There are 8 bigint columns in the table, I suspect that we might insert 
into some of them values both greater and less than INT_MAX.
In result pg_stat_statements buffer is full of such queries (they take 
9k rows out of 10k right now, 10h since pg_stat_statements_reset call), 
currently total sum of query lengths is 117MB (97% of total sum).

 From monitoring perspective that might be a problem since calculating 
metrics from pg_stat_statements became more expensive and we might lose 
information about some queries when there is not enough space for them.

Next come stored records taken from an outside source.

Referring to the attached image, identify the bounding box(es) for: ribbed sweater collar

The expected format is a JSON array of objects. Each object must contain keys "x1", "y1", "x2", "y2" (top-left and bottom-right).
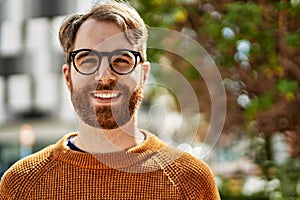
[{"x1": 52, "y1": 130, "x2": 168, "y2": 172}]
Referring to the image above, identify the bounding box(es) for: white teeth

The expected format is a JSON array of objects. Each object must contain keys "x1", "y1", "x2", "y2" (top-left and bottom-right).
[{"x1": 94, "y1": 92, "x2": 119, "y2": 99}]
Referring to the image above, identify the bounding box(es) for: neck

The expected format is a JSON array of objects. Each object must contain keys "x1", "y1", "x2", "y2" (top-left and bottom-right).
[{"x1": 73, "y1": 117, "x2": 145, "y2": 153}]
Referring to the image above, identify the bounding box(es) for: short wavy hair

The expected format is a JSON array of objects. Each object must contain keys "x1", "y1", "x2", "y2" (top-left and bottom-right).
[{"x1": 59, "y1": 1, "x2": 148, "y2": 64}]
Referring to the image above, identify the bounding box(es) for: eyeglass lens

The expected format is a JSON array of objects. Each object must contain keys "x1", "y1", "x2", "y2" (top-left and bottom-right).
[{"x1": 73, "y1": 50, "x2": 137, "y2": 75}]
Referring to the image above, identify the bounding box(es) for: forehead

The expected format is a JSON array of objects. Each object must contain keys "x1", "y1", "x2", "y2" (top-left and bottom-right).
[{"x1": 73, "y1": 18, "x2": 132, "y2": 51}]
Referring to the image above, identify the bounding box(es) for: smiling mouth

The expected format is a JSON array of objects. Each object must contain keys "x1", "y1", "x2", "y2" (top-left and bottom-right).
[{"x1": 91, "y1": 91, "x2": 121, "y2": 103}]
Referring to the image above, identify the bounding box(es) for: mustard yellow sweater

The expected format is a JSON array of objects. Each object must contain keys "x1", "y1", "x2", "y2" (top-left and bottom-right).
[{"x1": 0, "y1": 131, "x2": 220, "y2": 199}]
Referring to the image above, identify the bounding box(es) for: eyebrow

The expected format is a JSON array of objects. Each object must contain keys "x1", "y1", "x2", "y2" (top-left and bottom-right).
[
  {"x1": 75, "y1": 51, "x2": 93, "y2": 60},
  {"x1": 118, "y1": 52, "x2": 132, "y2": 58}
]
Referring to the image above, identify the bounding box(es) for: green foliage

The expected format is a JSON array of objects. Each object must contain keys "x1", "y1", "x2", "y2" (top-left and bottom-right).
[
  {"x1": 132, "y1": 0, "x2": 300, "y2": 198},
  {"x1": 205, "y1": 22, "x2": 222, "y2": 40},
  {"x1": 278, "y1": 158, "x2": 300, "y2": 198},
  {"x1": 285, "y1": 29, "x2": 300, "y2": 47},
  {"x1": 184, "y1": 67, "x2": 200, "y2": 80},
  {"x1": 199, "y1": 1, "x2": 279, "y2": 69},
  {"x1": 132, "y1": 0, "x2": 189, "y2": 27},
  {"x1": 245, "y1": 93, "x2": 274, "y2": 122},
  {"x1": 290, "y1": 1, "x2": 300, "y2": 16},
  {"x1": 276, "y1": 79, "x2": 299, "y2": 94},
  {"x1": 224, "y1": 2, "x2": 263, "y2": 37}
]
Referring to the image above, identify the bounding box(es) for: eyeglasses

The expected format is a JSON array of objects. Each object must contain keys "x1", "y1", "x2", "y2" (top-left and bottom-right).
[{"x1": 69, "y1": 49, "x2": 143, "y2": 75}]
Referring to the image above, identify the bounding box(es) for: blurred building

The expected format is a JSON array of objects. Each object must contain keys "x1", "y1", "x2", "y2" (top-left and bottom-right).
[{"x1": 0, "y1": 0, "x2": 95, "y2": 177}]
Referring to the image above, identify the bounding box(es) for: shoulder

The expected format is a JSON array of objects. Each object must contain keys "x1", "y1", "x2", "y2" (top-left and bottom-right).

But I suppose such cases are pretty rare and some of them could be fixed 
with COPY queries instead of inserts.

--
Thanks,
Alexey Ermakov


On 2022-10-28 00:28, Tom Lane wrote:
> Julien Rouhaud <rjuju123@gmail.com> writes:
>> On Thu, Oct 27, 2022 at 01:49:18PM +0000, PG Bug reporting form wrote:
>>> I would have expected both calls to be normalized and fingerprinted to one
>>> and the same queryId.
>> Agreed, and that's actually a known problem that is currently being worked on.
>> You can look at
>> https://www.postgresql.org/message-id/flat/36e5bffe-e989-194f-85c8-06e7bc88e6f7%40amazon.com
>> for details about the discussion and in-progress fix.
> Um ... that seems unrelated.  AFAICS the OP is complaining about
> the fact that '42'::int4::int8 is not identical to '42'::int8.
> Well, they're not.  I seriously doubt that we would or should
> consider trying to get queryjumble to mask that.
>
>             regards, tom lane
>
>